4.7 Voor het overige gelden dezelfde overwegingen als bij klachtonderdelen a) en b). Marginaal toetsend oordeelt de voorzitter, dat klachtonderdeel c kennelijk ongegrond is, nu de uitlatingen van verweerder functioneel waren in het tussen partijen spelende geschil en dat zij, gezien de stukken, niet evident onjuist en niet onnodig grievend waren.

4.8 Ten aanzien van klachtonderdeel d) overweegt de voorzitter, dat verweerder blijkens de stukken de woorden “leugenaar” en ”dief” niet letterlijk heeft gebezigd. Voor zover klager bedoelt dat verweerder wel heeft gesuggereerd dat klager loog en stal, geldt hetgeen hierboven met betrekking tot de klachtonderdelen a tot en met c is overwogen. Ook klachtonderdeel d) moet daarom kennelijk ongegrond worden verklaard.

4.9 Uit het voorgaande volgt dat verweerder geen tuchtrechtelijk verwijt kan worden gemaakt en dat de klacht, met toepassing van artikel 46g Advocatenwet, in alle onderdelen kennelijk ongegrond moet worden verklaard.

5. BESLISSING

De voorzitter verklaart de klacht in alle onderdelen kennelijk ongegrond.

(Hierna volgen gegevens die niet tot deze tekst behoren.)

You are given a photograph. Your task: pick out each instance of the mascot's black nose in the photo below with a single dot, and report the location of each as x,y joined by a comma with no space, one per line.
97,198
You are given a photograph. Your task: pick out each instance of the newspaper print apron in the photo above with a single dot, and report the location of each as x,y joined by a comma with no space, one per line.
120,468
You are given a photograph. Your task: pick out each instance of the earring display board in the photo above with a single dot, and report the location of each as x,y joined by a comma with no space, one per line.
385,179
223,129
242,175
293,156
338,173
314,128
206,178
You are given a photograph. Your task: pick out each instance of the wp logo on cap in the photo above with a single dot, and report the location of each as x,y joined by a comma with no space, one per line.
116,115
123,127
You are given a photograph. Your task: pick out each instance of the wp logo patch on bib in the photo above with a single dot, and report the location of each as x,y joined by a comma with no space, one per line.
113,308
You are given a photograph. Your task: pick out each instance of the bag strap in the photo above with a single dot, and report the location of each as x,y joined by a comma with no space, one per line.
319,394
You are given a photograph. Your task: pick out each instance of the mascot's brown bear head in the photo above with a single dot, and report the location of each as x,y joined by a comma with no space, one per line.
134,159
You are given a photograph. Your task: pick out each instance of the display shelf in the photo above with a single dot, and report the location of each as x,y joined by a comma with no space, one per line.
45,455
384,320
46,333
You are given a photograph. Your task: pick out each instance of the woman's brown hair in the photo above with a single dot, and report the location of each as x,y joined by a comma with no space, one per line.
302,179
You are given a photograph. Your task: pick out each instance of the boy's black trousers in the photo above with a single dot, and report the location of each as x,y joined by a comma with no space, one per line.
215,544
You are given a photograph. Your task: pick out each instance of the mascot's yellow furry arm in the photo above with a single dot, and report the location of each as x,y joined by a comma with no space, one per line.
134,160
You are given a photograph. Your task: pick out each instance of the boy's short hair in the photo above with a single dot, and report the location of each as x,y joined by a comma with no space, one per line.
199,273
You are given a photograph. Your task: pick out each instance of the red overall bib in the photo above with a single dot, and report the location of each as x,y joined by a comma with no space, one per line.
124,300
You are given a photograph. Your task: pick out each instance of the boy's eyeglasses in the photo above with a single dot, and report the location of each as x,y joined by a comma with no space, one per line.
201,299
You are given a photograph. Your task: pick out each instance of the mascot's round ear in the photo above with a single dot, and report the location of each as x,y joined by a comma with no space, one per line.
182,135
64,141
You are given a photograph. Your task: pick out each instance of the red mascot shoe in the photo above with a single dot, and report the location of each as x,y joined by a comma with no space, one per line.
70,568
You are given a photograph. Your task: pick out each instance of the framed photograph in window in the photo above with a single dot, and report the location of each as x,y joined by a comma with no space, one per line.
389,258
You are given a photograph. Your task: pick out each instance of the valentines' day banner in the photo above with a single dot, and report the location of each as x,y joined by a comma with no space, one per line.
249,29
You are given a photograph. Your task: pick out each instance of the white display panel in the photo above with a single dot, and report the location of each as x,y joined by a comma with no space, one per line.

Aldus gewezen door mr. A.P. Schoonbrood-Wessels, voorzitter, met bijstand van mr. L.H. Rammeloo als griffier, op 17 februari 2012. 

 

 

 

griffier                                                                         voorzitter

 

 

Deze beslissing is in afschrift op 20 februari 2012 per aangetekende post verzonden aan:

- klager 

- verweerder

- de deken van de Orde van Advocaten in het arrondissement Amsterdam

Ingevolge artikel 46h van de Advocatenwet kunnen klager en de deken van de Orde van Advocaten in het arrondissement Amsterdam binnen veertien dagen na verzending van het afschrift van deze beslissing schriftelijk verzet doen bij de Raad van Discipline in het ressort Amsterdam, Postbus 75265, 1070 AG Amsterdam (fax: 020-7954275). Het verzet wordt ingesteld door middel van indiening van een verzetschrift (in tweevoud), waarin de gronden van het verzet voorzien van een motivering worden omschreven. De termijn van 14 dagen begint op de dag volgend op die van verzending van de beslissing. Uiterlijk op de veertiende dag van die termijn moet het verzetschrift derhalve ontvangen zijn op de griffie van de raad van discipline. Verlenging van de termijn van 14 dagen is niet moge¬lijk.